Tahun 1984, aku berhasil menyelesaikan D1 STKat. Saat itu
aku mencoba mendaftarkan studi di S1
FKIP IKIP Sanata Dharma Yogyakarta. Aku
pesimis karena sudah terlambat 2 tahun. Tetapi lagi-lagi aku bersyukur, aku
diterima.
Aku merasa bangga. Akan tetapi aku juga merasa bingung soal
biaya. Orang tua sudah “angkat tangan” soal biaya sejak aku sekolah di
SPG. Semester I kuliah di IKIP Sanata
Dharma aku sungguh merasa berat. Lantaran aku tidak kuat membayar SPP Rp 10.000
sebulan. Tidak hanya itu saja. Dari 89 orang temanku, yang kuliah naik sepeda
onthel, hanya aku sendiri. Jarak yang harus kutempuh kurang lebih 23 km. Sementara jadwal kuliah
tidak hanya pagi hari saja.
Akan tetapi Tuhan menunjukkan jalanku. Aku sudah punya modal
ijazah D1 Tkat. Aku berhak menjadi Guru Agama Katolik. Aku mencoba menawarkan
diri menjadi Guru Agama Katolik. Jalan
Tuhan sungguh indah. Aku pun mampu
membagi waktu dan tenagaku. Di sela-sela kegiatan kuliahku, aku mampu
mendampingi siswa-siswi yang beragama Katolik di 4 SMP dan 1 SMA. Salah satu
SMP tempatku mengajar adalah SMP almamaterku. Semua dapat kujalani tanpa
mengganggu jadwal kuliahku. Semua tetap kujalani bersama sepeda onthelku. Aku
bersyukur dengan menjadi Guru Agama, mampu mencukupi kebutuhanku sendiri.

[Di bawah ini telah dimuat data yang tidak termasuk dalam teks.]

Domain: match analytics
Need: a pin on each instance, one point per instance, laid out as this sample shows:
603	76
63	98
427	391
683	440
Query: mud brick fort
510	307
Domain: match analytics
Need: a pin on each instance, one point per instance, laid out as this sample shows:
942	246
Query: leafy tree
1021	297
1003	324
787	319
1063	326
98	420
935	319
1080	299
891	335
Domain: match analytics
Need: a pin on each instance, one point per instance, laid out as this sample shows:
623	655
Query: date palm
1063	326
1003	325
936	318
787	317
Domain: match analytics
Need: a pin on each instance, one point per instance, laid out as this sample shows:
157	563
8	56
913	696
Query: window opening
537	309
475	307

Bahkan walau hanya sedikit, aku mampu membantu adik-adikku.
Dengan segala keterbatasanku, aku ingin segera lulus
Sarjana. Tahun 1989 aku berhasil, walau IPK-ku “sangat jelek”. Ada banyak mata
kuliah dengan nilai D tidak kau ulang karena benturan biaya dan waktu.
Memiliki ijazah Sarjana inginnya nasib akan lebih baik.

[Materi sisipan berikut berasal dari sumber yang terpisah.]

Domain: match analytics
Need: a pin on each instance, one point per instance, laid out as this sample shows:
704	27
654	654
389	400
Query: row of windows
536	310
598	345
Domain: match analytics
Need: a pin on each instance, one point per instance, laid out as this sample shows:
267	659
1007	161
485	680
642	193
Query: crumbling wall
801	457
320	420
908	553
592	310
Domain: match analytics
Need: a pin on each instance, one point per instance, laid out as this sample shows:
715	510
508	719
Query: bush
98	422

Tetapi karena keterbatasan, aku tidak langsung bisa mendapatkan pekerjaan yang
mapan. Tahun 1989 aku mendapat tawaran menjadi guru honor di SMP Kanisius
Temanggung. Mau tidak mau aku harus kost. Waktu itu uang yang harus kukeluarkan
untuk kost Rp 40.000. Sementara gajiku Rp 49.000.
Untunglah pada tahun 1990 aku ditawari menjadi guru di SD
Tarakanita Solo Baru yang waktu itu belum lama berdiri. Kembali aku bersyukur,
gaji yang kuterima “lebih dari cukup”. Aku disuruh tinggal di “barak” dekat
sekolahan dan gratis.
Kini aku sangat bersyukur karena aku sudah dikarunia
berbagai kebutuhan hidupku (menurut ukuranku sendiri). Dengan menjadi guru aku merasa menjadi
“manusia”. Tidak hanya itu, aku juga dipakai Tuhan untuk “memanusiakan manusia
lain”. Aku dipercaya mengurusi beberapa organisasi sosial kemasyarakatan.
Mungkin kalau aku tidak menjadi guru, aku tidak memiliki “status” sosial yang
bagiku membanggakan sekarang ini.
Rasa syukurku tidak hanya berhenti di sini. Aku akan tetap
terus menekuni profesiku sebagai guru tanpa memikirkan akan apa yang
kuperoleh dari profesiku ini. Aku yakin
Tuhan akan memberikan yang “lebih” dari apa yang kuharap dan mohon.
Sementara, aku merasa kecewa jika melihat ada teman yang
baru saja lulus Sarjana lalu bekerja menjadi guru. Setelah menerima gaji yang
dianggap tidak sesuai dengan standarnya, dia lalu mengundurkan diri atau keluar
dari pekerjaannya. Dia kurang memiliki
kesadaran terhadap profesinya. Yang diajadikan ukuran adalah gaji
(materi). Dia beranggapan dengan modal
ijazah sarjana gajinya harus “lebih”.